4 thoughts on “Different Pain Management Strategies – Brain Maps

  1. Thanks for sharing this course, Donald.

    I read this post with great interest, as I’ve never been able to afford, or get into a pain clinic/course. I did find some relief with acupuncture, but that depends on the practitioner.

    One of the things I find hard is re-capturing all the methods that worked so well for many years (for all the different types of pain I experience).

    Many years ago, I’d walk too far and find on the walk home, I was in agony and each step took me closer to breaking point, then, I’d lapse into some sort of walking meditation state and would suddenly find myself walking in my front door completely pain-free with no memory of the long walk home. Quite extraordinary.

    Now I can’t walk far with severe advanced right hip OA I’m missing those walks and that extraordinary mental euphoria, or dream-like state.

    I’ve read that Fear of Pain is worse than the Pain itself.

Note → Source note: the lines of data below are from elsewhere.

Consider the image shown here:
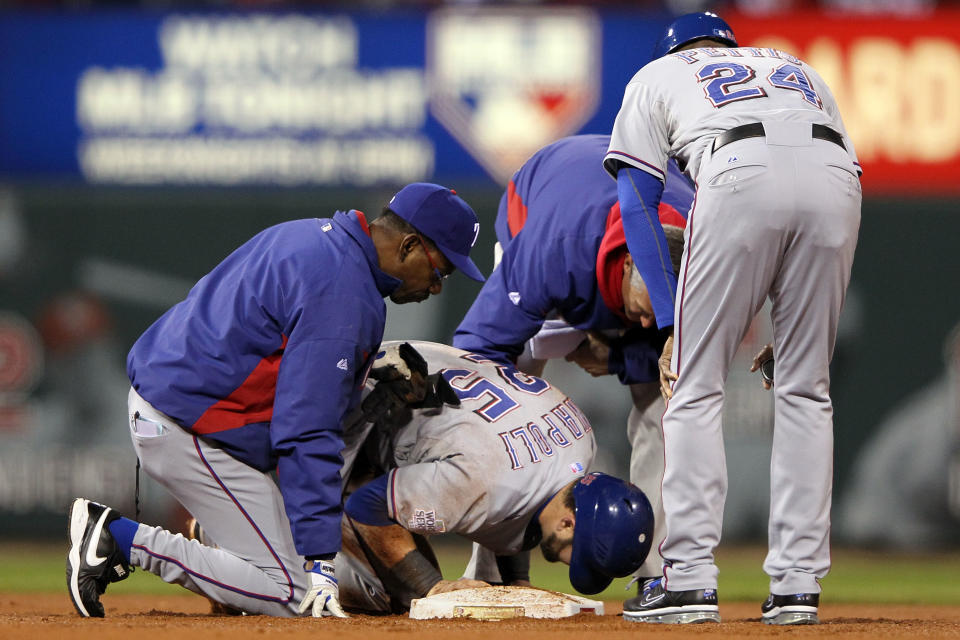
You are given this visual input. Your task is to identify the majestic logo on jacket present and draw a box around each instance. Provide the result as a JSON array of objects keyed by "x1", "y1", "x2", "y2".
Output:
[
  {"x1": 427, "y1": 7, "x2": 601, "y2": 184},
  {"x1": 408, "y1": 509, "x2": 447, "y2": 533}
]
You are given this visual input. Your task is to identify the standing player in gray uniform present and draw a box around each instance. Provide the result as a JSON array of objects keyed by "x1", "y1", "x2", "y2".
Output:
[
  {"x1": 337, "y1": 342, "x2": 653, "y2": 612},
  {"x1": 604, "y1": 13, "x2": 861, "y2": 624}
]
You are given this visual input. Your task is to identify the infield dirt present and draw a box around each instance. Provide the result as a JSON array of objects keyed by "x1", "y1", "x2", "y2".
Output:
[{"x1": 0, "y1": 593, "x2": 960, "y2": 640}]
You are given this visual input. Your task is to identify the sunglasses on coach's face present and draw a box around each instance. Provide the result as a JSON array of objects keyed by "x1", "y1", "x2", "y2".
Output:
[{"x1": 417, "y1": 233, "x2": 450, "y2": 284}]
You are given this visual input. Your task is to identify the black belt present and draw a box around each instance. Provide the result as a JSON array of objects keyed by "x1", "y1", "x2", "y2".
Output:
[{"x1": 710, "y1": 122, "x2": 847, "y2": 153}]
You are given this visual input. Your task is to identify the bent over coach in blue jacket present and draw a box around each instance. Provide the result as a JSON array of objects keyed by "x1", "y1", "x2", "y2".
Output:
[
  {"x1": 453, "y1": 135, "x2": 693, "y2": 592},
  {"x1": 67, "y1": 183, "x2": 483, "y2": 616}
]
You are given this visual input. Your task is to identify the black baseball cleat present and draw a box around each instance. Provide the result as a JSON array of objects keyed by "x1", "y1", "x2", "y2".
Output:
[
  {"x1": 67, "y1": 498, "x2": 131, "y2": 618},
  {"x1": 760, "y1": 593, "x2": 820, "y2": 624},
  {"x1": 623, "y1": 578, "x2": 720, "y2": 624}
]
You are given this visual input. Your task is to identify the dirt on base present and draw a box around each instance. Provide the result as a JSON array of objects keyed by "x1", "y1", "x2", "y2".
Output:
[{"x1": 0, "y1": 593, "x2": 960, "y2": 640}]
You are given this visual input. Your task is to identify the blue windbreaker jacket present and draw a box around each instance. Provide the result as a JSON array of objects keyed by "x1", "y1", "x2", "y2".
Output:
[
  {"x1": 127, "y1": 211, "x2": 400, "y2": 556},
  {"x1": 453, "y1": 135, "x2": 693, "y2": 384}
]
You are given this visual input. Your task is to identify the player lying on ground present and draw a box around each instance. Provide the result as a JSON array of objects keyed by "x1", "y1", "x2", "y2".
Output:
[
  {"x1": 337, "y1": 342, "x2": 653, "y2": 612},
  {"x1": 70, "y1": 343, "x2": 653, "y2": 615},
  {"x1": 453, "y1": 135, "x2": 693, "y2": 596}
]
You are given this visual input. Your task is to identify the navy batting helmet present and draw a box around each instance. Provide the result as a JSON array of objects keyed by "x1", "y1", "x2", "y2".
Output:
[
  {"x1": 570, "y1": 473, "x2": 653, "y2": 594},
  {"x1": 653, "y1": 11, "x2": 737, "y2": 60}
]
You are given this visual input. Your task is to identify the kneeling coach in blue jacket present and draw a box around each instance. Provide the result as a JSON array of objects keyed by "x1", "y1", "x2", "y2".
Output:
[
  {"x1": 67, "y1": 183, "x2": 483, "y2": 616},
  {"x1": 453, "y1": 135, "x2": 693, "y2": 596}
]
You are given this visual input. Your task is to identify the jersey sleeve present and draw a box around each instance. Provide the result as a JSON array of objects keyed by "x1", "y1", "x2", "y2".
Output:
[
  {"x1": 387, "y1": 455, "x2": 490, "y2": 535},
  {"x1": 603, "y1": 78, "x2": 670, "y2": 181}
]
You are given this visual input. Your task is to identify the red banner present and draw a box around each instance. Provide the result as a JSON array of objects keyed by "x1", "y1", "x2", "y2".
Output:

  2. I do not really have any pain. Only constant mild nerve pain in the feet.
    When I was 30 and got it, I really wanted to get rid of it. Now, at 65, I feel the physical symptoms as succinct.
    I only got relief when I accepted the physical symptoms at around 45, very late in my opinion.

  3. I have found the only way to alleviate some of the pain I feel is through distraction techniques, whether it’s physical or emotional pain. I have Crohn’s disease, Endometriosis, Degenerative Disc Disease, and multiple mental health conditions so finding a safe, narcotic free method of pain relief was super important to me and my care team. Thanks for the info!